Canlı yayında yaşadığı duygusal krizin neden olduğu utançla, televizyon dünyasının en büyük spor spikerlerinden biri olan Brockmire bir anda dibe vurmuştur. Önce severek yaptığı işinden kovulmuş, sonrasında da sektörde vebalı muamelesi görmüştür. Göçebe misali dünyanın çeşitli yerlerinde sayısız spor dalında spikerlik yaparak geçirdiği sefalet dolu 10 yılın ardından 2017 yılına geldiğimizde ise yeniden ulusal mecrada bir spikerlik teklifi almıştır.

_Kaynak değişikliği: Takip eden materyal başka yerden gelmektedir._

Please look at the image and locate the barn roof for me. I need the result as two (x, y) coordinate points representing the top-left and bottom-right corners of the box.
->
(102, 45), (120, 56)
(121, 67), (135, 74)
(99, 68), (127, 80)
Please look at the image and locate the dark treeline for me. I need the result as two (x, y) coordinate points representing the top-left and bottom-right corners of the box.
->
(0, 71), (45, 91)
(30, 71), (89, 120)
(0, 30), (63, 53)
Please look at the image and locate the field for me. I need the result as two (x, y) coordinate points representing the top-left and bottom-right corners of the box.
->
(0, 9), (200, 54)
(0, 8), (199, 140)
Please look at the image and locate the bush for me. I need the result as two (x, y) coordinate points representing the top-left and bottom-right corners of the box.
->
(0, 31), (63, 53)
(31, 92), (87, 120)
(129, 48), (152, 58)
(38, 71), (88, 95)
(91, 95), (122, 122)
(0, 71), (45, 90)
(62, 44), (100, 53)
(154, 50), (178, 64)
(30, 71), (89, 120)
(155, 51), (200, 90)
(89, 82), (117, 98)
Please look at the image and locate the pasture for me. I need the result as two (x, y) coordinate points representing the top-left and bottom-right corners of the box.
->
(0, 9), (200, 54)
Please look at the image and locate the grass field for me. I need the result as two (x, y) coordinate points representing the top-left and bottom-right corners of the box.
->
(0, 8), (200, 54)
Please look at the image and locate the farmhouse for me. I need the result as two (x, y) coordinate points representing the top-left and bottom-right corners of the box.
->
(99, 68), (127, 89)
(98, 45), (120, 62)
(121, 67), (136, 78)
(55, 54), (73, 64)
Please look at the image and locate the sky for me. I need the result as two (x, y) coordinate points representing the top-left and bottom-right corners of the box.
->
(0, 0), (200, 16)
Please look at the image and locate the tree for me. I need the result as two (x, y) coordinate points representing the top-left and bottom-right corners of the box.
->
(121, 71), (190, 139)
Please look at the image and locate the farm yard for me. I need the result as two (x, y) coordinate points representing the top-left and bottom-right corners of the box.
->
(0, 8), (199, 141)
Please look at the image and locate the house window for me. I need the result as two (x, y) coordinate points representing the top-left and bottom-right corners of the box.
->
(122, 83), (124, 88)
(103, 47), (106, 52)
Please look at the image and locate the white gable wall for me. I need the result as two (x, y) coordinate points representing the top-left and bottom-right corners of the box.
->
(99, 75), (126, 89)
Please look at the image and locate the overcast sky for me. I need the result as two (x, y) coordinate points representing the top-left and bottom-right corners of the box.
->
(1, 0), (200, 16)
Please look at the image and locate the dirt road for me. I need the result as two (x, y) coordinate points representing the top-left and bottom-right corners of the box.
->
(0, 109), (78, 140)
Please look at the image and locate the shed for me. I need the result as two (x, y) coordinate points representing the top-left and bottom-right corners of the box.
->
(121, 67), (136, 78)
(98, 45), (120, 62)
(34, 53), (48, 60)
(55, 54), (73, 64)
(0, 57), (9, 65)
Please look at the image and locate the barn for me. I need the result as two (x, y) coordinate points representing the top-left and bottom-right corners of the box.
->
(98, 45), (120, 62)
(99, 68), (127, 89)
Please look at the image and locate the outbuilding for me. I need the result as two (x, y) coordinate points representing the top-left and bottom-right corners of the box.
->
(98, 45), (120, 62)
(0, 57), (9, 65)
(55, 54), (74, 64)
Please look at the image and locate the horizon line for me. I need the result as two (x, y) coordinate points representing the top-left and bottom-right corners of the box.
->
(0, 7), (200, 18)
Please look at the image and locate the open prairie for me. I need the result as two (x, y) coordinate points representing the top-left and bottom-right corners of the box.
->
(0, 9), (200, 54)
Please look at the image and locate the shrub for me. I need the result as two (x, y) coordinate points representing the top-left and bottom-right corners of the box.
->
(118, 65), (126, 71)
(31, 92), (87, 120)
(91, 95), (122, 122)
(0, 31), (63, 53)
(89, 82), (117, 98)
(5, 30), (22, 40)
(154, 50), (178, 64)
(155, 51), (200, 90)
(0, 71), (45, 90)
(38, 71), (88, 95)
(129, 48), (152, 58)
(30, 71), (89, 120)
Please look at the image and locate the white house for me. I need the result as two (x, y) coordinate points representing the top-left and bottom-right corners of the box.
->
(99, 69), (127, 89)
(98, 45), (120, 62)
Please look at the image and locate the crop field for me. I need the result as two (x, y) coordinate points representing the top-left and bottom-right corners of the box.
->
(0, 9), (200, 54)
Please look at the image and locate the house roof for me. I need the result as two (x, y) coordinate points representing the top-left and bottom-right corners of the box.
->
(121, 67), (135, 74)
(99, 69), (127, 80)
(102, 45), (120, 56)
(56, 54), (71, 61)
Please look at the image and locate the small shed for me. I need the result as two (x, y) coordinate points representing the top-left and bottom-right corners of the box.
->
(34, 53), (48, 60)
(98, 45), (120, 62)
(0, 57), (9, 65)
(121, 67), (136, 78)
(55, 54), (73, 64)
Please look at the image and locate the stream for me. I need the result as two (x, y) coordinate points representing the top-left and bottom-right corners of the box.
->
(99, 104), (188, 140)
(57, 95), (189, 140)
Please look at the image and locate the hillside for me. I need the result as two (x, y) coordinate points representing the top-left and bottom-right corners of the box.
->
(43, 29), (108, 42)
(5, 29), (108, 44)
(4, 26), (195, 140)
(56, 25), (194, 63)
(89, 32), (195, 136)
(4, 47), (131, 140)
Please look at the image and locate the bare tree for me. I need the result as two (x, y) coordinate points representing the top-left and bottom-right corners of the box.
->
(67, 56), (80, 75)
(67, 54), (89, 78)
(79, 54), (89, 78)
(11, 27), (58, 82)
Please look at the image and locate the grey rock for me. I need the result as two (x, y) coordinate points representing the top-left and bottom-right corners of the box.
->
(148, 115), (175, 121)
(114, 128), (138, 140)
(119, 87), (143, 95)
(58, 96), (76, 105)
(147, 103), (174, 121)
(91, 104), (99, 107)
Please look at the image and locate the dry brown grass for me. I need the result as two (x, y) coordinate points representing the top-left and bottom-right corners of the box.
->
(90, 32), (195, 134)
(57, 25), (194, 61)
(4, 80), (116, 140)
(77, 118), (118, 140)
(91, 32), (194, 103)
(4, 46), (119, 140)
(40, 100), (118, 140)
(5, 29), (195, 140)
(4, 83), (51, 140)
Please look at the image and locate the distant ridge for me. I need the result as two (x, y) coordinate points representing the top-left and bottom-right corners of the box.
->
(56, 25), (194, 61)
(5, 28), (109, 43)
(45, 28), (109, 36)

Pennsylvania’da keşlerin, alkoliklerin, aylakların, suçluların, sefaletin hüküm sürdüğü, tanrının … ettiği Morristown isimli küçük bir kasabada, alt lig ya da profesyonel olmayan lig diye de tarif edilebilecek Minor League‘de yer alan bir beyzbol takımının maçlarını anlatacaktır. Brockmire, bu işi tekrar ulusal sektöre ismini hatırlatabilmek için bir fırsat olarak görmektedir. Ama söz konusu düşük şartlarda bu çok da kolay bir iş olmayacaktır.
KARAKTERLER VE OYUNCULAR
Jim Brockmire (Hank Azaria):
Yukarıda kendisinden bolca söz ettiğimiz alkolik, geveze ve kaybolmuş kelimeleriyle tarif edilebilecek karaktere Huff, Free Agents, Ray Donovan, Mad About You gibi dizilerdeki oyunculuğu ve The Simpsons‘taki seslendirme sanatçılığından hatırlayabileceğiniz Hank Azaria hayat veriyor.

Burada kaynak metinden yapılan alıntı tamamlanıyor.